Es gibt einen Grund dafür, Käsekrusten in einem Pizzaofen anzuheizen.«
Matzbach sagte es ohne Betonung; wie man Feststellungen über die jedem ersichtliche Qualität des Wetters macht. Es war ein trüber Tag, nicht ungewöhnlich für Bonn im Frühling, Sommer, Herbst oder Winter; die Jahreszeit war unentschlossen. Anfang März, laut Kalender und Zeitung, aber für Winter zu mild (»dätschig«), für Frühling zu klamm (»uselig«). Baltasar trug sich entsprechend; eine undefinierbare Hose lugte aus dem Trenchcoat, der mit Matzbach etliche Nächte in einem Schützengraben zugebracht haben mochte, und der Stetson hockte auf Baltasars Kopf wie eine Meise auf einem Kürbis.
Henry Hoff zwinkerte. Er kannte derlei Begrüßungen. »Das mag sein. Obwohl du auch ›Guten Tag‹ sagen könntest oder ›Wie geht es dir?‹ oder so was.«
Matzbach blies Luft durch seine wulstigen Lippen; es klang wie ein schlapper Helikopter. »Nein. Ich weiß, wie es mir geht, und dieser Tag ist nicht gut.« Dann überflog er Hoffs Äußeres, den kühn vom Halse tropfenden schwarzen Schal, die Wildlederjacke, die hellbeige Breitkordhose und blickte in die Augen, deren Linsen kontaktfreudig glommen. »Du hast offenbar Geld gefunden und dich neu eingekleidet.
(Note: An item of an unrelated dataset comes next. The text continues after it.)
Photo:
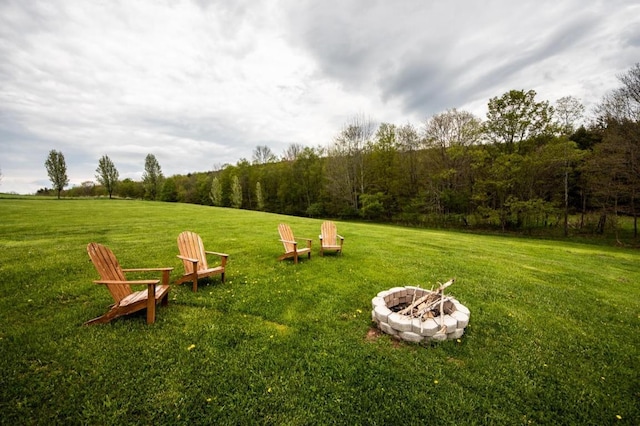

War das nötig?«
Hoff machte eine großartige Geste, die an der Treppe des Alten Rathauses begann und, nach einem Halbkreis über Kopf, bei den Gemüseständen des Wochenmarktes endete. Dazu benötigte er beide Arme. Er öffnete den Mund.
»Übst du Fliegen?« erkundigte Baltasar sich blitzschnell.
»Das wäre eine Möglichkeit, dir zu entgehen. Was ich sagen wollte ist: Alles ist nötig. Der Markt und die Welt und meine neue Hose. Nur für dich sehe ich keine Notwendigkeit.«
Matzbach grinste. »Aha. Du übst also nicht Fliegen, sondern positives Denken, ja?«
Seit dem Ende ihrer gewinnbringenden, dramatischen Rutschpartie auf dem Eis vor Sankt Peter-Ording* waren sie einander nicht mehr in die Quere gekommen. Diese Veranstaltung hatte jedem Beteiligten an die 100.000 DM eingetragen.
»Drei Monate lang«, sagte Hoff dumpf, »war mein Leben frei von deinen Sprüchen, deinem Benehmen und überhaupt deiner Existenz. Es war herrlich. Wollen wir einen Cappuccino trinken?«
»Wenn du mich einlädst. Ich habe zuviel Geld für solche billigen Vergnügen.«
Henry nickte und zupfte am Ärmel des Trenchcoats. »Na, dann kommen Sie, Mister Sherlock Marlowe, oder wie immer Sie in diesem Gewand heißen.«
Im Snobcafé am Römerplatz setzten sie sich aufs Podest neben dem Eingang. Matzbach entglitt seinem Trenchcoat, dessen Taschen mit Utensilien gefüllt waren; der Kleiderständer schwankte. Den Hut behielt Baltasar auf dem Kopf. Draußen blieben zwei halbwüchsige Jungen stehen, deuteten durch die Scheibe auf ihn und krümmten sich vor Lachen.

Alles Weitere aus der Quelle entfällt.